I need to listen to myself more often. How many times have I said that a person should never ever ask how someone is doing, but yet I still do.
I shouldn't ask people how they're doing because I don't actually care. And even if I did care, which I don't, I don't have time to listen. Today I stupidly asked an 89-year-old man how he was doing, and he said, and I will do my best to relay his exactly ramble:
"Well," he started, "I never would have thought it. Never would have thought I would live this long. I'm almost ninety, you know. Everybody asks me. Asks me how I did it." Now, it took the man almost two full minutes to drag that terrible use of the English language out of his mouth-- damn slow-talking old people-- and so at that point I tried to interject some sort of failed segway, asking 'what is the lowest line on the chart', but to no avail. He'd started, and darn it, he was doing to finish. "Well," he continued, "I stayed away from the Whiskey. Never touched the stuff. Other guys did, but not me. I was born in Colorado you know, and I remember, I remember being a boy. 11 years old. And I took a raft and I across the Mississippi river... " ... At this point I realized that his story was starting to sound suspiciously like the Adventures of Huckleberry Finn, simultaneously I realized that this man was balls crazy with oldness. He came into the office wearing an over-sized crazy horse belt buckle, and one of those southwestern style turquoise bolo neckties, and a confederate hat that said 'Bush Gardens' in big gold letters across the front-- but only then did it dawn on me he was not in complete control of his mental facilities. So, I put drop in his eyes and that shut him right up.

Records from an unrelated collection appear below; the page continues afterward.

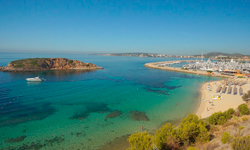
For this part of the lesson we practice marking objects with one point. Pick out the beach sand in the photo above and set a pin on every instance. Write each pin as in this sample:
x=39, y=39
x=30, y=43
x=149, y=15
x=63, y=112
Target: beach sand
x=227, y=101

If I ever get old enough to weave elementary texts into my own history, I hope I end up a Faulkner novel. But I probably wont. I'll probably be the Catcher in the Rye or something. I imagine by the time I'm 89, there will be an actual diagnosis called 'emo dementia', where not only do you have bouts of forgetfulness, but because of years of listening to crying, whining music, patients also experience deep depressions brought on by previous girlfriends they never actually had.